Les Chouans de la data

Lorsqu’une cause est perdue, faut-il encore se battre ?

Je suis né à Sedan, ville connue pour son club de foot, où a joué le père de Yannick Noah, et pour l’épisode des dernières cartouches. En 1870, les troupes françaises encerclées par un régiment bavarois à Bazeilles, près de Sedan, se battent jusqu’à leur dernière cartouche. Le lendemain, Napoléon III signe la capitulation à Sedan.

Dans le même genre d’idée, Les Chouans de Balzac raconte le combat tragique (car nous savons qu’il est perdu) des derniers royalistes lors de la révolution française.

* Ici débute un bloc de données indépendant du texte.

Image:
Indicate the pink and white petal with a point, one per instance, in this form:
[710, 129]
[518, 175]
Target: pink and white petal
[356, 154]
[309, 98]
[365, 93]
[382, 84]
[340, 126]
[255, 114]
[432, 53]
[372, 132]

Chouans, affiche (extrait)

On peut trouver une certaine noblesse à se battre jusqu’au bout. C’est très japonais. Dans La Noblesse de l’Echec, Ivan Morris cite d’innombrables exemples de héros Japonais, connus pour avoir perdu, mais perdu avec honneur.

Les Chouans ont le sens de l’honneur, certes. Mais ils ont aussi la violence de celui qui se sait acculé.

En 2021, avec la data, on assiste à une sorte de baroud d’honneur des start-ups de la data.

Mais c’est bon, la messe est dite. Le tout data va bientôt se terminer ! Laissez tomber !

Alors pourquoi certains continuent-ils de chercher des bidouilles pour prolonger un peu leur agonie ?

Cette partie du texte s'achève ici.